Everyone Is Using AI. Almost Nobody Knows How.

 

 

The tools are extraordinary. The way most of us are using them is… not.
 
A reasonable estimate suggests that somewhere north of 400 million people have used an AI assistant in the past year. A much smaller number are getting anything close to the actual value out of it. The gap between what these tools can do and what most people ask them to do is genuinely striking — and mostly not the technology's fault.
The single most common mistake is treating AI like a search engine. People type a short, vague question and expect a useful answer, then feel underwhelmed when it sounds generic or misses the point. Which is fair enough, because that's exactly what happens. The tools built on large language models are not retrieval systems. They're reasoning systems. They respond to context, specificity, and nuance in ways that a Google search simply doesn't.

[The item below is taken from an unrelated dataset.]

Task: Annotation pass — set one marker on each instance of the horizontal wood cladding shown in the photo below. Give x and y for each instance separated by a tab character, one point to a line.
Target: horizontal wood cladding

The gap between what these tools can do and what most people ask them to do is genuinely striking.
 
 
 
 
Ask one to 'write me an email' and you'll get a perfectly serviceable nothing. Ask it to 'write me an email to a client who I think is about to pull out of a deal — they went quiet after we sent the revised quote, I don't want to be pushy but I need to know if they're still in — keep it short, confident, no desperation' and something genuinely useful comes back. The difference isn't the tool. It's the instruction.

The other thing worth knowing: AI doesn't get tired of context. You can give it an enormous amount of information about your situation, your tone, your constraints, your audience — and it will use all of it. Most people give it almost none of this. They write the shortest possible prompt, as if being brief is a virtue, when the opposite is usually true.

There are real limitations too, worth being clear-eyed about. These tools can be confidently wrong in ways that are hard to detect without expertise. They have cutoff dates on their knowledge. They'll tell you wha
t you seem to want to hear if you push back on them, which is not the same as agreeing with you because you're right. None of this makes them not worth using. It just means they reward some thought about how to use them, rather than being things you can point at a problem and expect magic.

The people who are genuinely benefiting — writers, analysts, marketers, small business owners — tend to use them with a lot of specificity and a healthy scepticism. They check the output. They push back when something doesn't land right. They treat the tool as a capable collaborator rather than an oracle.

That sounds obvious, written down. It's also clearly not how most people are approaching it yet. But it's learnable. Quickly. And the gap between those who've figured it out and those who haven't is already wider than most people realise.